Il nocciolo del discorso non sono gli strumenti informatici in generale, bensì come essi sono progettati e creati.
Se il design, l’usabilità, la qualità di funzionamento, la robustezza, la facilità di apprendimento, l’eleganza e la bellezza degli aggeggi elettronici e dei programmi che utilizziamo fosse di alto livello, tutti gli umani apprezzerebbero questi fantomatici strumenti. E per fortuna alcuni lo sono, basterebbe poterli scegliere ed adottare. Ma questo è un altro discorso.

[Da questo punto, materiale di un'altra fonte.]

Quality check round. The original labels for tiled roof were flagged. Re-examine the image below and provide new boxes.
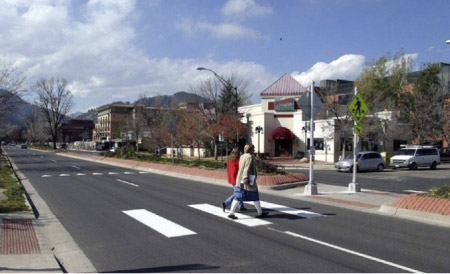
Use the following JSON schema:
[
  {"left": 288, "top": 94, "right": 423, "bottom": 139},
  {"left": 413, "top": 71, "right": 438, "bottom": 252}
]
[{"left": 260, "top": 73, "right": 306, "bottom": 96}]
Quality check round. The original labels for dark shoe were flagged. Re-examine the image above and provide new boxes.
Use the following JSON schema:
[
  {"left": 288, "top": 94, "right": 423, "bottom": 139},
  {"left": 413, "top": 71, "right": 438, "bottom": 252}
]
[{"left": 256, "top": 211, "right": 269, "bottom": 218}]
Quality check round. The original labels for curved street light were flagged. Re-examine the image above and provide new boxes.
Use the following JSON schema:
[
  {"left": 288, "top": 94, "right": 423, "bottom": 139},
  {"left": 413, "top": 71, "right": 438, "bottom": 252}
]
[{"left": 197, "top": 67, "right": 238, "bottom": 114}]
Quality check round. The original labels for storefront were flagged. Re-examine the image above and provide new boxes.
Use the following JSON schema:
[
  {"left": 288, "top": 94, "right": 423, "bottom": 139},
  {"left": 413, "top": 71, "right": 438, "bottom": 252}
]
[{"left": 239, "top": 74, "right": 339, "bottom": 162}]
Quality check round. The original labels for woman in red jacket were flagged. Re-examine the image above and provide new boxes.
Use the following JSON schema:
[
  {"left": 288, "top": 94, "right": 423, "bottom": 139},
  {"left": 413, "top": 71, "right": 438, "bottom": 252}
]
[{"left": 222, "top": 148, "right": 246, "bottom": 212}]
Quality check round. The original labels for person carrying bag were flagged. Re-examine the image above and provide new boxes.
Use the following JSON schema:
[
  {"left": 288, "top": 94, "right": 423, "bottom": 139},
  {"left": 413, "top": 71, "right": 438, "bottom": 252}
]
[{"left": 228, "top": 145, "right": 269, "bottom": 219}]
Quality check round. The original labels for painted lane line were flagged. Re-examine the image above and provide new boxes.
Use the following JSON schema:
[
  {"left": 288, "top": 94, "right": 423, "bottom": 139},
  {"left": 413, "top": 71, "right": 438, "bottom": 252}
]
[
  {"left": 190, "top": 204, "right": 272, "bottom": 227},
  {"left": 403, "top": 189, "right": 427, "bottom": 193},
  {"left": 117, "top": 179, "right": 139, "bottom": 187},
  {"left": 251, "top": 201, "right": 325, "bottom": 219},
  {"left": 122, "top": 209, "right": 197, "bottom": 238},
  {"left": 282, "top": 228, "right": 423, "bottom": 273}
]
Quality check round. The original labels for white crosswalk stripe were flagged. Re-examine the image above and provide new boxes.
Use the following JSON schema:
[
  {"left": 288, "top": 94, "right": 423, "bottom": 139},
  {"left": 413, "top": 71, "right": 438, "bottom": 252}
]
[
  {"left": 189, "top": 204, "right": 272, "bottom": 227},
  {"left": 251, "top": 201, "right": 325, "bottom": 219},
  {"left": 122, "top": 209, "right": 197, "bottom": 238}
]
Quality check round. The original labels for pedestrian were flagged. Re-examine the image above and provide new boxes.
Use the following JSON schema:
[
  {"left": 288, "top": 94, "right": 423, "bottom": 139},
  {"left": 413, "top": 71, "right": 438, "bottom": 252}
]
[
  {"left": 222, "top": 148, "right": 247, "bottom": 212},
  {"left": 228, "top": 145, "right": 269, "bottom": 219}
]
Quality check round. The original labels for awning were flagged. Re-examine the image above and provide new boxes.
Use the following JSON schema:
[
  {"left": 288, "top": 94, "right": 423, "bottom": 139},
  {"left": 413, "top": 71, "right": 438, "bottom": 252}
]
[{"left": 272, "top": 127, "right": 294, "bottom": 140}]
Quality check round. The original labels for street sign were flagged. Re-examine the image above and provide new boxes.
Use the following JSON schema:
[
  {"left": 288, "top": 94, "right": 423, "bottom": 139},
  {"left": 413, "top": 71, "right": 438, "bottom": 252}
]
[
  {"left": 298, "top": 92, "right": 323, "bottom": 121},
  {"left": 353, "top": 125, "right": 363, "bottom": 135},
  {"left": 347, "top": 93, "right": 369, "bottom": 124}
]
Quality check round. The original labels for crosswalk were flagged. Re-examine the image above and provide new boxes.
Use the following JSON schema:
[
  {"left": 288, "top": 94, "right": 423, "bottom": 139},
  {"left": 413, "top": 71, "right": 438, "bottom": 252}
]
[
  {"left": 41, "top": 171, "right": 150, "bottom": 178},
  {"left": 122, "top": 201, "right": 325, "bottom": 238}
]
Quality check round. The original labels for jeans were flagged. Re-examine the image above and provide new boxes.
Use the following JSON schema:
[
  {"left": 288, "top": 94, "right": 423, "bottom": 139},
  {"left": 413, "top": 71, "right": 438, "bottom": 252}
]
[{"left": 223, "top": 194, "right": 244, "bottom": 208}]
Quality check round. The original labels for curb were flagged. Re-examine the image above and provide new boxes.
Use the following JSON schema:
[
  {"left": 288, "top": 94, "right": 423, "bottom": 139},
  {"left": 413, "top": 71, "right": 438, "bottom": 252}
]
[
  {"left": 6, "top": 151, "right": 97, "bottom": 273},
  {"left": 378, "top": 205, "right": 450, "bottom": 228}
]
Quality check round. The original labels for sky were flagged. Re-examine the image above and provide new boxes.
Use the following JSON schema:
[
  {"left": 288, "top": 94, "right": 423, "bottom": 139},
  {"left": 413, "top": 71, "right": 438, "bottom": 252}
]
[{"left": 0, "top": 0, "right": 450, "bottom": 112}]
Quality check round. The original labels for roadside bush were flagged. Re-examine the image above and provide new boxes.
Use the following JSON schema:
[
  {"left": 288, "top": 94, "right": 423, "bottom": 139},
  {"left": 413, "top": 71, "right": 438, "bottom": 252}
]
[
  {"left": 427, "top": 185, "right": 450, "bottom": 199},
  {"left": 115, "top": 144, "right": 136, "bottom": 159},
  {"left": 0, "top": 158, "right": 29, "bottom": 213},
  {"left": 256, "top": 158, "right": 286, "bottom": 175}
]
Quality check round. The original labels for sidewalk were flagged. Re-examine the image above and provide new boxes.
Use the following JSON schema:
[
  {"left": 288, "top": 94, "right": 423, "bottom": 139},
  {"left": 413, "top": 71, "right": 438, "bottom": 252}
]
[{"left": 0, "top": 153, "right": 450, "bottom": 273}]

Vorrei concentrarmi sulle applicazioni, che utilizziamo tutti i giorni sul telefono personale o sul computer sia per lavoro che per svago.
Questi programmi ci piacciono? Rendono davvero più facile il lavoro? Riescono a remare a favore? Oppure remano contro la nostra direzione?
La differenza in tutto sta nel fatto che i programmi devono essere altamente personalizzati e progettati per ma soprattutto insieme alle persone che li andranno ad utilizzare. Mi riferisco più che altro ai sistemi utilizzati nei posti di lavoro. Gli utenti devono essere coinvolti fin dai primi passi della progettazione del software che andranno ad utilizzare. Soltanto con un dialogo aperto e diretto tra i progettisti e gli utenti, tra i programmatori e gli utenti, ma anche tra i progettisti e i programmatori, si può tracciare la giusta strada per la creazione di uno strumento informatico di qualità.
Se questo dialogo venisse adottato in ogni realtà, avremmo una vita informatica più felice, più serena . . . e avremmo meno mal di pancia e meno voglia di imprecare alle prime ore del mattino.

C’è anche un altro scoglio ben arduo da superare, mi riferisco alla cultura e alla mentalità degli utenti. Se le persone non riescono proprio a inserire nella propria vita i sistemi informatici, se sono contrari al loro utilizzo, se non li utilizzano mai, se non imparano e mostrano riluttanza verso di essi, allora c’è poco da fare.
Ma è proprio vero a priori?
No, non credo.

La mia convinzione è che se le persone meno propense all’uso dei sofware avessero esperienze positive con strumenti ben progettati fin dall’inizio, tutto il processo si semplificherebbe e anche loro sarebbero degli utenti soddisfatti.
Ovviamente se l’esperienza si traduce in computer che si bloccano, fanno perdere dati, non funzionano correttamente, se i programmi hanno una interfaccia anti utente, qualunque persona con un minimo senso pratico e con una logica spicciola e senza voglia di imparare qualcosa in più, tende ad agire nel modo più naturale: scarta uno strumento che non funziona e ne adotta uno più adatto, che spesso è quello di tipo analogico, più vicino alla natura dell’utente.

Utenti, non ci arrabbiamo con i computer, ma con i progettisti e apriamo il dialogo con loro per migliorare la nostra vita informatica, che poi è vita. La nostra.